Par révolution caribéenne on peut désigner une composante spécifique des révolutions atlantiques, à savoir le bouleversement des sociétés de la Caraïbe insulaire et continentale par l'affirmation des principes des Lumières, notamment de l'abolitionnisme ; et la rupture avec l'Ancien Régime dans les colonies françaises. Ainsi, des univers structurés par la colonisation, la traite et l’esclavage, la hiérarchie des statuts juridiques et le commerce atlantique furent-ils ébranlés dans leurs fondations. L'événement le plus emblématique de ce mouvement est la Révolution haïtienne, qui aboutit à l´indépendance d'Haïti le 1er janvier 1804. Mais les épisodes révolutionnaires dans les îles françaises comme la Martinique et la Guadeloupe, ou dans les îles anglaises comme Saint-Vincent et Grenade eurent aussi leur importance, et leurs répercussions propres au niveau régional, notamment dans le monde hispanique. Du reste, au-delà des appartenances impériales, l'intensité des circulations militaires et commerciales favorisait les hybridations culturelles et politiques, voire la formation d'un terreau social et idéologique commun. La proclamation des principes d'égalité et de liberté par la Révolution française, contribua, dans ses ambivalences, à susciter l’espoir des dominés, autant qu’elle provoqua les craintes des puissants. Or, pour le Venezuela et la Nouvelle-Grenade, l'un des premiers moments politiques qui semble correspondre à ce phénomène de politisation internationale est celui de l'insurrection de Coro, sur la côte vénézuélienne, en 1795. Les insurgés réclamaient l'abolition de l'esclavage, l'égalité pour les libres de couleur, la création d'une république et cherchaient à mettre en place des alliances avec les Amérindiens. L'évènement local s'inscrivait dans la constellation des insurrections serviles de l'année 1795 dans l'ensemble de la Grande Caraïbe. Je souhaite également étudier d'autres révoltes et conspirations d'inspiration républicaine et égalitaire dans les années 1790 et 1800.

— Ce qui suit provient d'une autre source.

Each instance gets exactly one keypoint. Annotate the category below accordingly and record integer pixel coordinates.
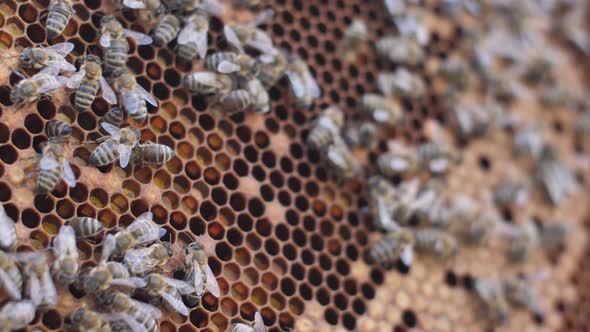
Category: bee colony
(204, 165)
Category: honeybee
(167, 30)
(32, 89)
(257, 327)
(435, 242)
(393, 245)
(65, 267)
(53, 167)
(343, 162)
(326, 128)
(115, 117)
(151, 153)
(60, 13)
(303, 84)
(118, 146)
(206, 83)
(39, 287)
(192, 39)
(120, 303)
(198, 273)
(17, 315)
(142, 231)
(144, 260)
(87, 82)
(8, 231)
(247, 35)
(401, 83)
(133, 96)
(355, 35)
(51, 59)
(169, 290)
(402, 50)
(113, 39)
(554, 175)
(491, 293)
(11, 279)
(58, 130)
(383, 110)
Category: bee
(8, 231)
(115, 117)
(393, 245)
(39, 286)
(198, 273)
(120, 303)
(257, 327)
(401, 83)
(437, 158)
(50, 60)
(167, 30)
(383, 110)
(303, 84)
(206, 83)
(435, 242)
(355, 35)
(151, 153)
(32, 89)
(58, 130)
(169, 290)
(60, 13)
(247, 35)
(118, 146)
(326, 128)
(133, 95)
(113, 39)
(87, 82)
(554, 175)
(142, 231)
(144, 260)
(17, 315)
(270, 68)
(11, 279)
(65, 267)
(343, 162)
(401, 50)
(491, 293)
(53, 167)
(192, 39)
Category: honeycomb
(284, 237)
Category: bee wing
(124, 154)
(232, 38)
(74, 80)
(107, 92)
(140, 38)
(212, 285)
(258, 323)
(135, 4)
(111, 129)
(62, 49)
(68, 174)
(183, 287)
(9, 286)
(145, 95)
(175, 303)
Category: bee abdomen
(104, 154)
(85, 95)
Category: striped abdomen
(85, 94)
(105, 153)
(47, 180)
(57, 19)
(115, 56)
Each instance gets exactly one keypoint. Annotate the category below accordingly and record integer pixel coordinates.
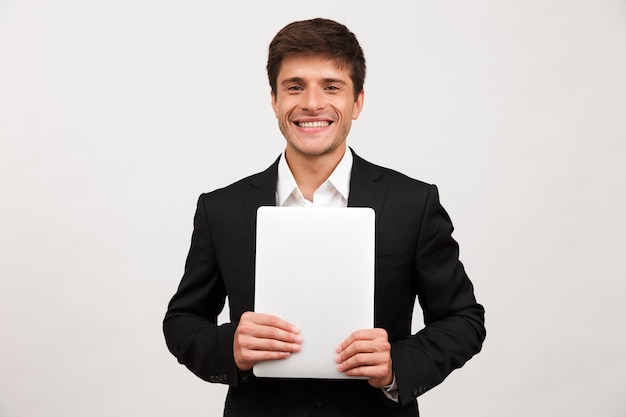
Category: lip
(312, 123)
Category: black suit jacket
(416, 256)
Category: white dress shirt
(332, 193)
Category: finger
(363, 346)
(252, 342)
(271, 321)
(267, 332)
(364, 360)
(364, 334)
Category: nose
(313, 100)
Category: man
(316, 71)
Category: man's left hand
(367, 353)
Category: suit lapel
(365, 191)
(262, 193)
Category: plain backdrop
(115, 115)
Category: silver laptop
(315, 269)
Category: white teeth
(313, 124)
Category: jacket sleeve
(190, 324)
(454, 322)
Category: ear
(358, 105)
(274, 105)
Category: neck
(311, 171)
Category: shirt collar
(339, 178)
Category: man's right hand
(263, 337)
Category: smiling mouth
(313, 124)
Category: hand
(263, 337)
(367, 353)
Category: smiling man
(316, 71)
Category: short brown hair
(317, 37)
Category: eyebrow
(300, 80)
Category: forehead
(315, 66)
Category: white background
(115, 115)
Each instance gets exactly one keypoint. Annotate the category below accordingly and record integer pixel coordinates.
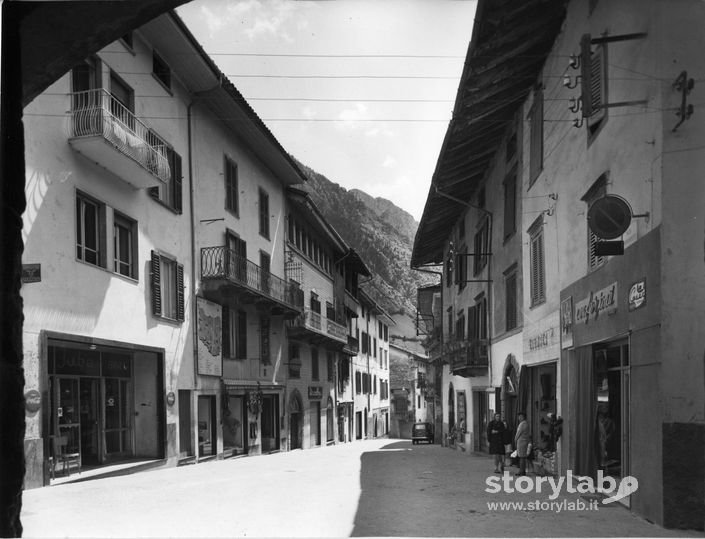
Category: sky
(361, 91)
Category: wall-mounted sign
(567, 322)
(32, 401)
(31, 273)
(603, 301)
(210, 327)
(637, 295)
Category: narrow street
(367, 488)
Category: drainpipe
(490, 327)
(436, 430)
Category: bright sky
(359, 90)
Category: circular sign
(32, 401)
(609, 217)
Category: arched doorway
(510, 387)
(296, 422)
(451, 407)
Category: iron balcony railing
(314, 321)
(224, 263)
(467, 354)
(98, 113)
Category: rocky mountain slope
(380, 232)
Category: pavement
(380, 488)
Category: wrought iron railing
(98, 112)
(313, 320)
(224, 263)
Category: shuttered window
(510, 285)
(510, 204)
(537, 264)
(167, 287)
(232, 201)
(170, 193)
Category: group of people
(500, 439)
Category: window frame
(122, 221)
(99, 250)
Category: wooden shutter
(472, 322)
(156, 285)
(180, 292)
(226, 332)
(177, 181)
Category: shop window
(167, 287)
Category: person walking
(495, 436)
(522, 438)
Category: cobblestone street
(367, 488)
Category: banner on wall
(210, 359)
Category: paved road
(366, 488)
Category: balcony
(108, 133)
(314, 328)
(230, 279)
(467, 357)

L'égal accès aux droits politiques et de l'abolition de l'esclavage constituent ensuite un enjeu majeur lors des guerres d'Indépendance de la Nouvelle-Grenade et du Venezuela. L'historiographie récente a justement mis en lumière la participation des classes populaires à ces phénomènes. En prenant en compte ces apports, j'étudie l'émergence de nouveaux chefs de guerre, qu'on peut nommer caudillos atlantiques, et qui montrèrent une capacité spécifique à mobiliser autour d'eux des membres des classes populaires. Ils étaient souvent des hommes nouveaux, issus d´une catégorie intermédiaire tournée vers la navigation et le commerce, distincte des grands propriétaires. Je souhaite aussi mettre en valeur l'histoire de la formation de leur culture politique et militaire, car ces chefs de guerre avaient parfois déjà participé à des conflits internationaux dans les années précédentes, notamment aux guerres de la Révolution française et aux guerres napoléoniennes. Dans le camp patriote, ils furent parfois les rivaux des patriciens créoles comme Bolivar et Santander. Mon travail s´étend jusqu´en 1828, date de la mort de José Prudencio Padilla, le dernier des caudillos caribéens à avoir défié Simón Bolívar dans le camp patriote.

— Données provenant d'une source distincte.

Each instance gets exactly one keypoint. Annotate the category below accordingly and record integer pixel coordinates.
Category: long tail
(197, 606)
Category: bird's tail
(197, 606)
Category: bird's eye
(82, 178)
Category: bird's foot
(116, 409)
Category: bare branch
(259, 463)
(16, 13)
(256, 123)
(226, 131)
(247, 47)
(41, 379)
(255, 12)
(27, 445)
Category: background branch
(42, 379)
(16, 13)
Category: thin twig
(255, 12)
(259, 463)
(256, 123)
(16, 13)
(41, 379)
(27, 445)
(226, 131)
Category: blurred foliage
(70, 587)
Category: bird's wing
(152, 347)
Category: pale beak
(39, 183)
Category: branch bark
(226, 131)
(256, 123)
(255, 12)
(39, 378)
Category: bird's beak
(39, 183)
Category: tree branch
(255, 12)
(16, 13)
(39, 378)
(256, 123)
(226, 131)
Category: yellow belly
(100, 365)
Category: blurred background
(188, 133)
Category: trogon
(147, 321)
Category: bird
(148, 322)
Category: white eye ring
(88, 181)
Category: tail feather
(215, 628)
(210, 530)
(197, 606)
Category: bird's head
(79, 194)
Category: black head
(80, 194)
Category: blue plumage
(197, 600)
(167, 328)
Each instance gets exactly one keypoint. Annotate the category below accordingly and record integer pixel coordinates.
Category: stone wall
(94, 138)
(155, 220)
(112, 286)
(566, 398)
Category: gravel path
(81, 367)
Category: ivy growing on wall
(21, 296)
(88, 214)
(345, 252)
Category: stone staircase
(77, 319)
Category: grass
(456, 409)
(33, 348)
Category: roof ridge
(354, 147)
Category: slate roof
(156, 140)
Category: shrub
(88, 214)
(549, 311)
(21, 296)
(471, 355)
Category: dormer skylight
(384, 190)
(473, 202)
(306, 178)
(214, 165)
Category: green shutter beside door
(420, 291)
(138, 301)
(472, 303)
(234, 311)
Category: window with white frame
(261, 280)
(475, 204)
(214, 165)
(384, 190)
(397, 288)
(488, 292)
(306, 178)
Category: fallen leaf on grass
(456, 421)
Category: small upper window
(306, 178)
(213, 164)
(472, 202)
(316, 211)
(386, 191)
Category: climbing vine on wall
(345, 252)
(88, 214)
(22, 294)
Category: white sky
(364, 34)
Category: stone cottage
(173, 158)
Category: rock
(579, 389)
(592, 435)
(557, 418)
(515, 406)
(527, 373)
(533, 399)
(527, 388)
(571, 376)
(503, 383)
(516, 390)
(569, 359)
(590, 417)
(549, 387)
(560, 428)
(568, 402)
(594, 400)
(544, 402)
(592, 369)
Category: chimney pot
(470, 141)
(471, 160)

À travers l'étude de leur parcours militaire et politique, je me demanderai dans quelle mesure ces hommes participaient à la formation d´un projet politique singulier. En quoi leurs pratiques de guerre et leurs options politiques étaient-elles particulièrement susceptibles de subvertir les hiérarchies sociales jusque dans le camp républicain ? Comment les enjeux de genre, de race et de classe étaient-ils articulés aux luttes pour la définition d'une citoyenneté légitime ? La société politique issue de l´Indépendance était-elle le reflet de ces demandes populaires hétérogènes ou le triomphe d´un projet hégémonique ?

À ce stade de mon travail, les axes de recherche qui doivent me permettre d'étudier ces questions sont principalement au nombre de trois : le lien entre les combattants et le monde atlantique, c'est-à-dire l'étude des circulations ; la remise en cause de l'esclavage ; la question des alliances entre catégories socio-raciales, nommées castas  dans le monde hispanique. Il s'agit ainsi de mettre en lumière la diversité des options politiques existantes parmi les indépendantistes, et d'interroger la possibilité d'une révolution dans la révolution.